1

I am using c# console app to get xml document. Now once xmldocument is loaded i want to search for specific href tag:

href="/abc/def

inside the xml document.

once that node is found i want to strip tag completly and just show Hello.

<a href="/abc/def">Hello</a>

I think i can simply get the tag using regex. But can anyone please tell me how can i remove the href tag completly using regex?

NoviceMe
  • 3,126
  • 11
  • 57
  • 117
  • 5
    using regex for this kind of stuff is a bad idea IMHO - if you are dealing with HTML then I would recommend using HTML Agility pack... – Yahia Mar 30 '12 at 19:38
  • 1
    possible duplicate of [Using C# Regular expression to replace XML element content](http://stackoverflow.com/questions/448376/using-c-sharp-regular-expression-to-replace-xml-element-content) – Ken White Mar 30 '12 at 19:41
  • @KenWhite - that is totally different question i looked at it. But no help for my question. – NoviceMe Mar 30 '12 at 19:43
  • @Yahia - It is not html i am loading the xml file in xml document and want to find that particular link and remove – NoviceMe Mar 30 '12 at 19:44
  • 2
    @NoviceMe, if you can show your xml, I guess you can get better answers – L.B Mar 30 '12 at 19:48
  • @NoviceMe there is no link in XML, what you have shown is HTML... – Yahia Mar 30 '12 at 20:05

3 Answers3

1

xml & html same difference: tagged content. xml is stricter in it's formatting. for this use case I would use transformations and xpath queries rebuild the document. As @Yahia stated, regex on tagged documents is typically a bad idea. the regex for parsing is far to complex to be affective as a generic solution.

Jason Meckley
  • 7,589
  • 1
  • 24
  • 45
0

The most popular technology for similar tasks is called XPath. (It is also a key component of XQuery and XSLT.) Would the following perhaps solve your task, too?

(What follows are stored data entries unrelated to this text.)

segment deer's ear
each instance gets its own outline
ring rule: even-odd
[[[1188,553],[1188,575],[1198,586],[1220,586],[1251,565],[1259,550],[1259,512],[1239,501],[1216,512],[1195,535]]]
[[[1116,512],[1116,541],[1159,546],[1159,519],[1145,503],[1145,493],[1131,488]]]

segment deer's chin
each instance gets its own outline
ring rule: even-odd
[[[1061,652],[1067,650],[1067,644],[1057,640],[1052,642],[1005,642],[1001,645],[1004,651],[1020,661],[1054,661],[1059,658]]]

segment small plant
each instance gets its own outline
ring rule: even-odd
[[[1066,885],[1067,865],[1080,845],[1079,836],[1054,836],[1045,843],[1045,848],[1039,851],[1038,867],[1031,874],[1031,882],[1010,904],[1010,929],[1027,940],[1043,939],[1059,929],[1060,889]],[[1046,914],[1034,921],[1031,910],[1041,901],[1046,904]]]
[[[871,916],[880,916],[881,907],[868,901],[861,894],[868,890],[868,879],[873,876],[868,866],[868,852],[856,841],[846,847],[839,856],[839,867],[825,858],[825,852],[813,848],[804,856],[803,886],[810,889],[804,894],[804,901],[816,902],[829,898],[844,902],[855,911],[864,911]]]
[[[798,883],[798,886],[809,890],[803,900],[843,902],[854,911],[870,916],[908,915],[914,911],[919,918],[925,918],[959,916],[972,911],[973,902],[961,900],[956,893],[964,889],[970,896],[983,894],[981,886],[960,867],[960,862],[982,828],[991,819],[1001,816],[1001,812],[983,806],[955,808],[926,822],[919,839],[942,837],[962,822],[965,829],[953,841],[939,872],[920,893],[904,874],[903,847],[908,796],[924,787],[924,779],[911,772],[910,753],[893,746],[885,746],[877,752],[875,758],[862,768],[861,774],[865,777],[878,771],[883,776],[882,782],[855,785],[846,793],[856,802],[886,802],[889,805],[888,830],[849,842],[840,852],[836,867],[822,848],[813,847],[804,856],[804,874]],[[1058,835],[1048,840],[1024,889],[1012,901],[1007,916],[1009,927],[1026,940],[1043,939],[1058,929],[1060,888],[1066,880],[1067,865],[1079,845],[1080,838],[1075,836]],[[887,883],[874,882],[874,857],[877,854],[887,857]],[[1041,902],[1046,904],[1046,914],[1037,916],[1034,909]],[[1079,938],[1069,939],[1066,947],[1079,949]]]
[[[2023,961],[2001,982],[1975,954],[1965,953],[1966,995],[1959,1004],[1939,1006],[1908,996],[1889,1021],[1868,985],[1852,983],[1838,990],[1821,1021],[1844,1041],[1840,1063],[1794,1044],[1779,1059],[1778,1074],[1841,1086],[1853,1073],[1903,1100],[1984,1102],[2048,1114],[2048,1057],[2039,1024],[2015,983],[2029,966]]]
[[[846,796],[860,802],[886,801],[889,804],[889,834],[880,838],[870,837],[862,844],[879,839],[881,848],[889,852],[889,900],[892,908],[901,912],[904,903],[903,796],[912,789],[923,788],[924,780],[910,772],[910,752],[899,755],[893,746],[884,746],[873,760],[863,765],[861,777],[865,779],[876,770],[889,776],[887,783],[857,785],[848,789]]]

root.SelectSingleNode("//a[@href='/abc/def']").InnerText = "Hello";
Jirka Hanika
  • 13,301
  • 3
  • 46
  • 75
0

You could try

string x = @"<?xml version='1.0'?> 
 <EXAMPLE>  
    <a href='/abc/def'>Hello</a> 
 </EXAMPLE>";

 System.Xml.XmlDocument doc = new XmlDocument();
 doc.LoadXml(x);
 XmlNode n = doc.SelectSingleNode("//a[@href='/abc/def']");
 XmlNode p = n.ParentNode;
 p.RemoveChild(n);
 System.Xml.XmlNode newNode = doc.CreateNode("element", "a", "");
 newNode.InnerXml = "Hello";
 p.AppendChild(newNode);

Not really sure if this is what you are trying to do but it should be enough to get you headed in right direction.

Jive Boogie
  • 1,265
  • 1
  • 12
  • 20